Definición y alcance de la prueba
Qué es una radiografía de pelvis
Una radiografía de pelvis es una exploración radiográfica que genera imágenes de los huesos que componen la pelvis y estructuras cercanas. Los principales componentes óseos incluyen los huesos ilion (la parte superior y lateral de la pelvis), los huesos isquion y pubis (partes inferior y anterior de la pelvis), así como el sacro y el cóccix en la base de la columna. Estas imágenes permiten identificar alteraciones estructurales o patrones de lesiones que afectan esa región anatómica.
Qué son las radiografías
Las radiografías emplean una forma de radiación llamada ondas electromagnéticas para capturar una imagen de la anatomía interna. Tras la exposición, las diferentes estructuras del cuerpo absorben la radiación de modo distinto, lo que se traduce en una imagen en blanco y negro en una placa digital o en película. Los huesos, que contienen calcio, tienden a aparecer más claros (blancos) porque absorben más radiación; los tejidos blandos se verán en distintos tonos de gris, y el aire aparece negro. Cuando hay una fractura, suele observarse una línea o separación que interrumpe la continuidad del hueso.
Cuándo se solicita una radiografía de pelvis
Un médico puede pedir una radiografía de pelvis para investigar la causa de hinchazón, dolor o deformidad en la pelvis, las caderas o la extremidad proximal del muslo. Entre las condiciones que pueden evaluarse con esta prueba se incluyen:
- Fracturas de pelvis (fracturas pélvicas).
- Dislocación de la articulación de la cadera.
- Sacroilitis (inflamación en la unión entre el sacro y el ilion).
- Artritis, incluida osteoartritis severa y espondiloartrosis anquilosante.
- Quistes óseos y otros cambios en la estructura ósea.
- Evaluación previa para cirugía pélvica o seguimiento posoperatorio mediante imágenes de control.
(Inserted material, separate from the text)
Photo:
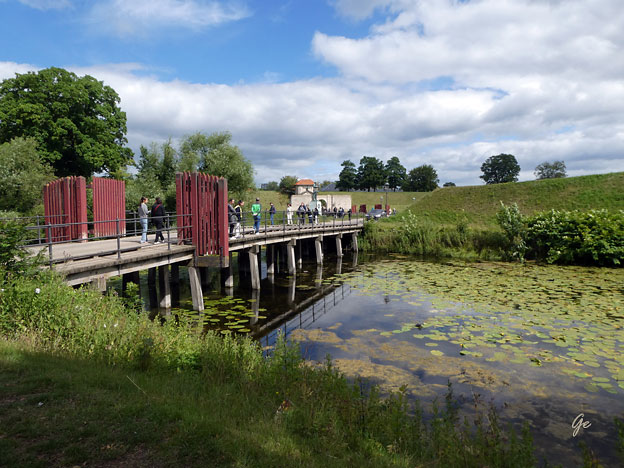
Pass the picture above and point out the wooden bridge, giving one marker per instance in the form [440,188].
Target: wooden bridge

Quien realiza la radiografía de pelvis
La exploración la realiza un técnico radiólogo, profesional sanitario formado específicamente en el cuidado del paciente, la protección frente a radiación, el posicionamiento radiográfico y la ejecución de procedimientos radiográficos. Este profesional coordina la toma de imágenes, garantiza la seguridad del paciente y facilita la obtención de imágenes adecuadas para la interpretación médica.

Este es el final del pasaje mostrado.